Recommended strategies across recent works:

• Embed spatial context: Normalize bounding box coordinates and inject as input tokens or elements (Giovannini et al., 6 Jan 2025, Vogel et al., 29 Mar 2025).
• Multi-task instruction tuning: Combine QA-only and grounding-augmented samples to maintain answer quality and spatial precision (Vogel et al., 29 Mar 2025).
• Validator-based distillation: Leverage validated chain-of-thought feedback during student model training for enhanced grounding (Mohammadshirazi et al., 27 Nov 2025).
• Domain-specialized architectures: Hybrid raster-vector, neuro-symbolic parsing, and tool-augmented agents for architectural, engineering, and chart-centric domains (Kondratenko et al., 8 Jan 2026).
• Human-in-the-loop workflows: Employ UI-linked evidence verification and LLM judges for robust QA evaluation (Taneja et al., 14 Feb 2025).
• Compositional objectives: Enforce topological graph consistency and structure-aware learning for drawings and diagrams.

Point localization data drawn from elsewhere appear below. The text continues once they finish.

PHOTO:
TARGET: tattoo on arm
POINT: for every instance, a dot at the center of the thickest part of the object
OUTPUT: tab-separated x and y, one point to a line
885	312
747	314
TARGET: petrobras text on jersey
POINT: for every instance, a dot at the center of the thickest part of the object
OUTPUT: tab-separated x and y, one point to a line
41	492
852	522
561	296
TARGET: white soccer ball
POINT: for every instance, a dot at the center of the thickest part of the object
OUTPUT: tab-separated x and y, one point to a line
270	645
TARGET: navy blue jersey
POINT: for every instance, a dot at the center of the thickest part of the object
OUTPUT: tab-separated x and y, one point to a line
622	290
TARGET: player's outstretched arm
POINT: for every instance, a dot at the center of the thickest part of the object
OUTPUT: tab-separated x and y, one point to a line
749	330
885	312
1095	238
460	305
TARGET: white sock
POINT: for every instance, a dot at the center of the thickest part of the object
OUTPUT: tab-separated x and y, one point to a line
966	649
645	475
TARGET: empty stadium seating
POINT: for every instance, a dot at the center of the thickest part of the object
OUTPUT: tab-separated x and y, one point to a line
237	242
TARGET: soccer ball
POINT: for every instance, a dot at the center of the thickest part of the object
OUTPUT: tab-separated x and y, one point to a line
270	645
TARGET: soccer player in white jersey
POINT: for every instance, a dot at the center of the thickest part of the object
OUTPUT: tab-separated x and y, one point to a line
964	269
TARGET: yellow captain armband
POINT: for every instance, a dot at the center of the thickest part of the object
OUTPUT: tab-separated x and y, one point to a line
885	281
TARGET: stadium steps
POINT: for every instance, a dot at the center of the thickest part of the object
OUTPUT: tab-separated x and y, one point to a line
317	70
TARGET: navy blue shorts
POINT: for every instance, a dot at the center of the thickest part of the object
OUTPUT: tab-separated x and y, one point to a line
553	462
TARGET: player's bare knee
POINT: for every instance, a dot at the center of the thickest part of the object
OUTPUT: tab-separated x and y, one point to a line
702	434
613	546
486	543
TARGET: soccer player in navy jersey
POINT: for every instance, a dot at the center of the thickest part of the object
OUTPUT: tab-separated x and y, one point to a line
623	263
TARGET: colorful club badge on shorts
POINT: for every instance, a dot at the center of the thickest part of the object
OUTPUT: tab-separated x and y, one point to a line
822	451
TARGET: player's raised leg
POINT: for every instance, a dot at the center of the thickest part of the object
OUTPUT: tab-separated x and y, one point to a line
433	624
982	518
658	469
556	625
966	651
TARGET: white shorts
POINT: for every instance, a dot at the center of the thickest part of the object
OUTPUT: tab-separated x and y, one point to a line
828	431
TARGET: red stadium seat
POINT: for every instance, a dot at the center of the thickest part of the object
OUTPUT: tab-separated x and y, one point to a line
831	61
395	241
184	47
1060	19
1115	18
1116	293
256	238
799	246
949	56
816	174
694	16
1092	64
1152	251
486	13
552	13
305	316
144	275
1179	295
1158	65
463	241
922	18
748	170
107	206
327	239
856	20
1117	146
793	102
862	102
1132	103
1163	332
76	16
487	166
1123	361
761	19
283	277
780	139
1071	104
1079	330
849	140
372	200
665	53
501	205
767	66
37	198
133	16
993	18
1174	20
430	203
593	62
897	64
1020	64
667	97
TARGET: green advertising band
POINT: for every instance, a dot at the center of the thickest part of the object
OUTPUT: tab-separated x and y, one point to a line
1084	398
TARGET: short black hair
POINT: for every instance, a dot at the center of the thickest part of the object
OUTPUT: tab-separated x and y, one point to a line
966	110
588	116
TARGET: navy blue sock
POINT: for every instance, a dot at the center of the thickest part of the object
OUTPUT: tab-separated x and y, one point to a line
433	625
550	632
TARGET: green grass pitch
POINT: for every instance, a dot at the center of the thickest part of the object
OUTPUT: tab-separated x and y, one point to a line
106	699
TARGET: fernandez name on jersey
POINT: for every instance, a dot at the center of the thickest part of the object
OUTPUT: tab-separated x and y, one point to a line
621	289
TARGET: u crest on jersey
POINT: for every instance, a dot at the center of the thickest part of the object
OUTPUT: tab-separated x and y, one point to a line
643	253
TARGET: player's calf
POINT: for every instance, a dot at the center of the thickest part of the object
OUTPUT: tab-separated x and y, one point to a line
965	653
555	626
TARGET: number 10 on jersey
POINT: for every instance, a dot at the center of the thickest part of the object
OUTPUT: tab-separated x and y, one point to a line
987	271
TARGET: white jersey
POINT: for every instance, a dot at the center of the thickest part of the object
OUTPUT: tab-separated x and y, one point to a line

Near-term research directions include: integrating vectorized CAD formats, augmenting training with synthetic diagrams and technical drawings, expanding annotation granularity, and developing agents capable of fully compositional spatial reasoning. The stable capability gradient from text-centric to symbol-centric QA underscores the need to bridge current architectural and methodological gaps in drawing literacy.

7. Applications and Broader Implications

Drawing-grounded document QA underpins diverse applications, including:

• Invoice and form automation: Spatially precise extraction in financial and regulatory documents (Giovannini et al., 6 Jan 2025).
• Scientific diagram understanding: QA over plots, charts, and annotated figures in papers (Yu et al., 19 Nov 2025, Suri et al., 2024).
• Engineering CAD and compliance: Document-grounded visual QA for technical design workflows, regulatory auditing, and technical standards enforcement (Doris et al., 2024).
• Architectural plan analysis: Automated extraction, counting, and reasoning in floor plans and construction documents (Kondratenko et al., 8 Jan 2026).
• Interactive explainer systems: Systems like MuDoC enable cross-linked textbook queries with figure navigation and visual localization (Taneja et al., 14 Feb 2025).

This field is integral to advancing trust, auditability, and automation in visually rich document workflows across domains where spatial grounding and multimodal reasoning are critical for accuracy and interpretability.